Bayesian Crossover Designs for Generalized Linear Models

TL;DR

This paper develops Bayesian D-optimal crossover designs for generalized linear models, optimizing treatment allocations to minimize variance in estimated effects while accounting for prior information and within-subject correlations.

Contribution

It introduces a Bayesian approach to design optimization for crossover trials with generalized linear models, incorporating prior distributions and addressing parameter dependence.

Findings

Designs effectively minimize variance of treatment effect estimates.

The method adapts to different data types like binary, count, and Gamma responses.
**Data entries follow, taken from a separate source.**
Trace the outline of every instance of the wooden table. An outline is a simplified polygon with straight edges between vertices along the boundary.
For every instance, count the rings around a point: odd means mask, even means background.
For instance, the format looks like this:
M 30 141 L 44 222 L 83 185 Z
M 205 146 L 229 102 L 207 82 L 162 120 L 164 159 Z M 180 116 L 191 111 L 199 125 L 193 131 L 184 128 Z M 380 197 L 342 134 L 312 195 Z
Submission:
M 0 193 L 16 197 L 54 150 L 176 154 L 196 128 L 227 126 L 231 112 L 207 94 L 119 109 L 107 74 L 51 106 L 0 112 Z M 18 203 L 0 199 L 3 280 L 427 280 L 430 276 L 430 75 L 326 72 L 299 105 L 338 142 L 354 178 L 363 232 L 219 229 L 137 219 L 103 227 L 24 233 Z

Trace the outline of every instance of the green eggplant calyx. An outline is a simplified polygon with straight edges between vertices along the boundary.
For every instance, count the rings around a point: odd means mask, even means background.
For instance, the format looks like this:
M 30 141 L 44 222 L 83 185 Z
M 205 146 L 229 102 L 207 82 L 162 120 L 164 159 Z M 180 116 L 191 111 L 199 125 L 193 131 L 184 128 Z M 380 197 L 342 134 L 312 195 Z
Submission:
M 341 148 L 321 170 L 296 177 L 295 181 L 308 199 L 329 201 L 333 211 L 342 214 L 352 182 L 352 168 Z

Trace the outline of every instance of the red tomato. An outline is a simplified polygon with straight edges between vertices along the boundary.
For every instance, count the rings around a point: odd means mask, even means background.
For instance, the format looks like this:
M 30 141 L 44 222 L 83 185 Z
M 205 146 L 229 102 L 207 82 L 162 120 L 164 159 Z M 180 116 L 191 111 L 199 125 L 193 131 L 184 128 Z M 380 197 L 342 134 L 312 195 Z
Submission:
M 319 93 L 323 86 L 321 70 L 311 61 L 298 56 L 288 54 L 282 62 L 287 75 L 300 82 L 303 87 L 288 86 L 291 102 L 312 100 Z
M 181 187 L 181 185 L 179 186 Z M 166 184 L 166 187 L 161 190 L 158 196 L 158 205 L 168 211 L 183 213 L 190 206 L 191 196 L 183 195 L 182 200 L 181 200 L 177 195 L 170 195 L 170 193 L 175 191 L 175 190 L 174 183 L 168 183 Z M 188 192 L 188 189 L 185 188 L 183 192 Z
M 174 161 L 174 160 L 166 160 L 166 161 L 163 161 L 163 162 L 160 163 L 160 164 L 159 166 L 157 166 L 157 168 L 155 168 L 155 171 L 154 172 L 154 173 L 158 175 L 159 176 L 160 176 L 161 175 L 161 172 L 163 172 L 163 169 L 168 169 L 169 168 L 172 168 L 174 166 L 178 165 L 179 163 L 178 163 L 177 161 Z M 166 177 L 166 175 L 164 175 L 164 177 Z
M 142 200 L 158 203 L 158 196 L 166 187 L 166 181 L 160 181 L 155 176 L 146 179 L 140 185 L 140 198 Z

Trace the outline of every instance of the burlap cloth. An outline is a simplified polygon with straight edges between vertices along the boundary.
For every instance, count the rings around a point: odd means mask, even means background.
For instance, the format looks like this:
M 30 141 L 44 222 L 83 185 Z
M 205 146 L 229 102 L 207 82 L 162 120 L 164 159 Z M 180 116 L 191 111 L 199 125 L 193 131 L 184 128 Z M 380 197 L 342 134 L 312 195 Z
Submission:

Prior choices influence the resulting optimal designs.

Abstract

This article discusses D-optimal Bayesian crossover designs for generalized linear models. Crossover trials with t treatments and p periods, for $t <= p$, are considered. The designs proposed in this paper minimize the log determinant of the variance of the estimated treatment effects over all possible allocation of the n subjects to the treatment sequences. It is assumed that the p observations from each subject are mutually correlated while the observations from different subjects are uncorrelated. Since main interest is in estimating the treatment effects, the subject effect is assumed to be nuisance, and generalized estimating equations are used to estimate the marginal means. To address the issue of parameter dependence a Bayesian approach is employed. Prior distributions are assumed on the model parameters which are then incorporated into the D-optimal design criterion by integrating it over the prior distribution. Three case studies, one with binary outcomes in a 4$\times$4 crossover trial, second one based on count data for a 2$\times$2 trial and a third one with Gamma responses in a 3$times$2 crossover trial are used to illustrate the proposed method. The effect of the choice of prior distributions on the designs is also studied.